Yo soy tóxico soy un enfermo emocional y lo que escribo es parte de mi propia experiencia y de lo que aprendido a través de los años, donde he tenido la oportunidad de especializarme en los temas emocionales, aprendo de infinidad de personas que me regalan su dolor, sus conceptos y transmiten sus sentimientos, en materia de comunicación cometí muchos errores, hay un cúmulo de defectos de carácter que arruinaron una sana comunicación, lleno de soberbia, soy mecha corta, un tipo de explosivo, iracundo sin la más mínima tolerancia, no sé escuchar, no tengo paciencia, ni tacto no sé hablar, me cuesta mucho trabajo mantener un diálogo con tranquilidad y ser ecuánime o por lo menos equilibrado, en mis emociones me altero ante la mayor facilidad y explotó, mi lengua se convierte en un bisturí filoso capaz de destrozar la dignidad y la integridad de cualquier persona primordialmente de mi pareja, claro que todos estos defectos de carácter yo no tenía la honestidad de verlos mucho menos de aceptarlos y es ahí donde yo veo mi serio problema de mi relación tóxica y es ahí donde muchas parejas tienen la más grande dificultad de su relación tóxica, la comunicación tiene que ser un todo, por supuesto basada en valores fundamentales como la honestidad, la dignidad, la humildad, el amor , la sencillez y no toda esa tormenta defectos de carácter que me dominaron de por vida.

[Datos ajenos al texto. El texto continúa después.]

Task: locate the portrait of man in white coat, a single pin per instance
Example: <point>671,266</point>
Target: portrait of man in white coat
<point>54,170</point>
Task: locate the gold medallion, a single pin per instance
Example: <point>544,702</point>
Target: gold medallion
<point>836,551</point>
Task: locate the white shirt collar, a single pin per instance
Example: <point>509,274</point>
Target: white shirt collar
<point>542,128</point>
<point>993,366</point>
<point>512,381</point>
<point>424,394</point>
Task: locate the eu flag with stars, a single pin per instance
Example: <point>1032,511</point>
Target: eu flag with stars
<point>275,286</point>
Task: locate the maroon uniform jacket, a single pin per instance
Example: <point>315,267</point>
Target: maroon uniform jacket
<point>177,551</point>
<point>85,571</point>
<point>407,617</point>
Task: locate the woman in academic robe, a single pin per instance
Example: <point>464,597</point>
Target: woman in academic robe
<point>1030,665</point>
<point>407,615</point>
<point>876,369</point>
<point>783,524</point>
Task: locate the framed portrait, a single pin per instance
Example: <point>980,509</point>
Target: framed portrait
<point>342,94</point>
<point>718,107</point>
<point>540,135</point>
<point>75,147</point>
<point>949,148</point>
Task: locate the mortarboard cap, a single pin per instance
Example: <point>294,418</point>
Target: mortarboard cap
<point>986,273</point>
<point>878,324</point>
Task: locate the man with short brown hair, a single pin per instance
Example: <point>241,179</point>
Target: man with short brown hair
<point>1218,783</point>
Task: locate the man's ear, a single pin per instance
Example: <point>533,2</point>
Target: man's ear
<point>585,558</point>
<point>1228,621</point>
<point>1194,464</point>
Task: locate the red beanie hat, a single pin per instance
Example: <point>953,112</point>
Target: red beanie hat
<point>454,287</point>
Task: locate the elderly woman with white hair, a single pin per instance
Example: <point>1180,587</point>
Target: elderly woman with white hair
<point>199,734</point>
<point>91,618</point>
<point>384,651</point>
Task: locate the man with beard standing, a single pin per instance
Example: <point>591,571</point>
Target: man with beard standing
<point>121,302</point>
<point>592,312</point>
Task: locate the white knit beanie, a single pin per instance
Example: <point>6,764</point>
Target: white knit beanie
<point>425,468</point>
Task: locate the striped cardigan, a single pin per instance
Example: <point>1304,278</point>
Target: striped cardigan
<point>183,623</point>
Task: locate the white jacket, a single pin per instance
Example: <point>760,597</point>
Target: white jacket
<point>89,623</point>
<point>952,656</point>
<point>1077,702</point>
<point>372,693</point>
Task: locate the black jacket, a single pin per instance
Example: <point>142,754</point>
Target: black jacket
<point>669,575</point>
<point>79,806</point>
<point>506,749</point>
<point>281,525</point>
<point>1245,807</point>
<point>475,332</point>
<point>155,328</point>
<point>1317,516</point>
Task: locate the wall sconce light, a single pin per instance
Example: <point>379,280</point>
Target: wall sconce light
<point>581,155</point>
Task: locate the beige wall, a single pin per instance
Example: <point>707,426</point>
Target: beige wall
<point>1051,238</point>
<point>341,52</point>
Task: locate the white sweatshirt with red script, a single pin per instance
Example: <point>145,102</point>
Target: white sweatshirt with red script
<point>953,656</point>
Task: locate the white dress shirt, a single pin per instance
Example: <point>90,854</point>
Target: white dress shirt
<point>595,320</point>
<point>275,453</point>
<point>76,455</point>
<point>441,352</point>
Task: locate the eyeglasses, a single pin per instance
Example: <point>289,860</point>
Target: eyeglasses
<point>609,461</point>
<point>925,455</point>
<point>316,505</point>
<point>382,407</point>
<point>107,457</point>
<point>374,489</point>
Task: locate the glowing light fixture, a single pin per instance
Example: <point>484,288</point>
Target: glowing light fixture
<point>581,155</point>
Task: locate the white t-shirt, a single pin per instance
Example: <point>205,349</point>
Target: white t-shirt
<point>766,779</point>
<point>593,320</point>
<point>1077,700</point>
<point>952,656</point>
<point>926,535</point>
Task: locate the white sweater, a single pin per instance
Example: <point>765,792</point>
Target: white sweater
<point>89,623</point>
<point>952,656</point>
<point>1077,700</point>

Soy tóxico, pero ahora con la ventaja de que puedo controlar esta enfermedad qué se llama codependencia, esta enfermedad que se tiñe de soberbia y es una enfermedad que causa infinidad de divorcios a cada segundo, a cada instante y todos los días de todos los tiempos

Enfermedad progresiva y mortal.

Una relación tóxica es codependencia pura y la codependencia tiene tantas características como el chantaje. la extorsión los panchitos, las actitudes infantiles las explosiones de ira, por supuesto la agresividad, la venganza y la pésima comunicación, la codependencia es cuando una de las dos partes quiere mantener el control, dominar sobre la otra persona, desea a toda costa que las cosas se hagan cómo él o ella quiere o piensa, la codependencia establece una necesidad de que la persona no puede hacer nada o no puede vivir sin la ayuda de la otra y esta parte se convierte en rescatadora, salvadora en solucionar todos los problemas, también angustiarse, preocuparse en extremo por el bienestar de la pareja, la codependencia como el alcoholismo, es una enfermedad mental, física emocional y espiritual está ligada a la personalidad ya los miedos del dependiente, se distingue también, la autoestima baja, por un nivel de neurosis alto y simplemente por una tonelada defectos de carácter y patrones de conducta que hacen de una relación de pareja propiamente o un verdadero infierno y claro que esta enfermedad, es genética, es una herencia que está en la sangre de las personas y viene de abuelos a padres de padres a hijos la contaminación, el contagio y el pésimo ejemplo lo damos nosotros los padres, somos nosotros los que enseñamos a nuestros hijos hacer dependientes, somos los padres los que fomentamos la mediocridad, autoestima baja, la ausencia de fe, la carencia de espiritualidad y sobre todo les damos un pésimo trato en cuanto a comunicación se refiere y es el cuento de nunca acabar porque de cada 10 matrimonios 7 fracasa de cada 10 parejas todas la viven entre azul y buenas noches es decir de la patada Mil gracias por leerme y más por escribirme. ernestosalayandia@gmail.com Como siempre a tus órdenes 614-256-8520, búscame en Facebook, mis libros están a tus órdenes, pídelos por correo electrónico.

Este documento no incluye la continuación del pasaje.